Tuesday, December 23, 2008
Their first love might be the rum or vodka or gin and juice that is going around the bonfire. Or maybe the smoke, the potent marijuana that grows in the misted hills here like moss on a wet stone.
But it hardly matters. Here as elsewhere in the country, some users start early, fall fast and in their reckless prime can swallow, snort, inject or smoke anything available, from crystal meth to prescription pills to heroin and ecstasy. And treatment, if they get it at all, can seem like a joke.
“After the first couple of times I went through, they basically told me that there was nothing they could do,” said Angella, a 17-year-old from the central Oregon city of Bend, who by freshman year in high school was drinking hard liquor every day, smoking pot and sampling a variety of harder drugs. “They were like, ‘Uh, I don’t think so.’ ”
She tried residential programs twice, living away from home for three months each time. In those, she learned how dangerous her habit was, how much pain it was causing others in her life. She worked on strengthening her relationship with her grandparents, with whom she lived. For two months or so afterward she stayed clean.
“Then I went right back,” Angella said in an interview. “After a while, you know, you just start missing your friends.”
Every year, state and federal governments spend more than $15 billion, and insurers at least $5 billion more, on substance-abuse treatment services for some four million people. That amount may soon increase sharply: last year, Congress passed the mental health parity law, which for the first time includes addiction treatment under a federal law requiring that insurers cover mental and physical ailments at equal levels.
Many clinics across the county have waiting lists, and researchers estimate that some 20 million Americans who could benefit from treatment do not get it.
Yet very few rehabilitation programs have the evidence to show that they are effective.
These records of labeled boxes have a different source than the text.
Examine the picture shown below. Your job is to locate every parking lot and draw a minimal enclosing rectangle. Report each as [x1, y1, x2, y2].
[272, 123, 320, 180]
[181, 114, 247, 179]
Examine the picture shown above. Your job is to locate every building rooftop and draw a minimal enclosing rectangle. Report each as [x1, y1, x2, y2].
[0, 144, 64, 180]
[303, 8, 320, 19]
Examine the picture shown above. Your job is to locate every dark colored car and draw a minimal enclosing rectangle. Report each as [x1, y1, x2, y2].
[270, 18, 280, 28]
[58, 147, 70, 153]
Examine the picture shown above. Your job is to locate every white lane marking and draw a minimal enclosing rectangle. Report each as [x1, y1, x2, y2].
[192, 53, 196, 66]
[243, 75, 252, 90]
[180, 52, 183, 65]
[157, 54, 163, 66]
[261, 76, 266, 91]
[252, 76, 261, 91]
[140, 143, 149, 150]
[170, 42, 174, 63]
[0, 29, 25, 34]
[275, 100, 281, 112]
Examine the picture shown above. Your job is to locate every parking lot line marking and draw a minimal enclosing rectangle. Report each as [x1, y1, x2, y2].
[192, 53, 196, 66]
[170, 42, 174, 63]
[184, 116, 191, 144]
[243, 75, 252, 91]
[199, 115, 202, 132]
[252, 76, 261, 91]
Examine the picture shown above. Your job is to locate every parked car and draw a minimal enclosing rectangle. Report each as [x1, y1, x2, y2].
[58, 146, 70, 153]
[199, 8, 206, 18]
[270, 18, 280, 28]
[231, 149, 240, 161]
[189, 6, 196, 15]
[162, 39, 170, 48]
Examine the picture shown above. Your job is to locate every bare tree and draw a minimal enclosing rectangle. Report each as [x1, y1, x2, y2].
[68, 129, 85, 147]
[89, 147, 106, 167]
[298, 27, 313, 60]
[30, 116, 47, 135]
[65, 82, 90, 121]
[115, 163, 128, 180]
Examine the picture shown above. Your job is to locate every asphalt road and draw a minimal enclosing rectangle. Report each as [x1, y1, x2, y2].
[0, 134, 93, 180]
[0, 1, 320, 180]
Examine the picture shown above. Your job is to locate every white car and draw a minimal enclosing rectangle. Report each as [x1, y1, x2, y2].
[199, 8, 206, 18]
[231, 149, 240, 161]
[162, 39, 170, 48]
The resort-and-spa private clinics generally do not allow outside researchers to verify their published success rates. The publicly supported programs spend their scarce resources on patient care, not costly studies.
And the field has no standard guidelines. Each program has its own philosophy; so, for that matter, do individual counselors. No one knows which approach is best for which patient, because these programs rarely if ever track clients closely after they graduate. Even Alcoholics Anonymous, the best known of all the substance-abuse programs, does not publish data on its participants’ success rate.
“What we have in this country is a washing-machine model of addiction treatment,” said A. Thomas McClellan, chief executive of the nonprofit Treatment Research Institute, based in Philadelphia. “You go to Shady Acres for 30 days, or to some clinic for 60 visits or 60 doses, whatever it is. And then you’re discharged and everyone’s crying and hugging and feeling proud — and you’re supposed to be cured.”
He added: “It doesn’t really matter if you’re a movie star going to some resort by the sea or a homeless person. The system doesn’t work well for what for many people is a chronic, recurring problem.”
In recent years state governments, which cover most of the bill for addiction services, have become increasingly concerned, and some, including Delaware, North Carolina, and Oregon, have sought ways to make the programs more accountable. The experience of Oregon, which has taken the most direct and aggressive action, illustrates both the promise and perils of trying to inject science into addiction treatment.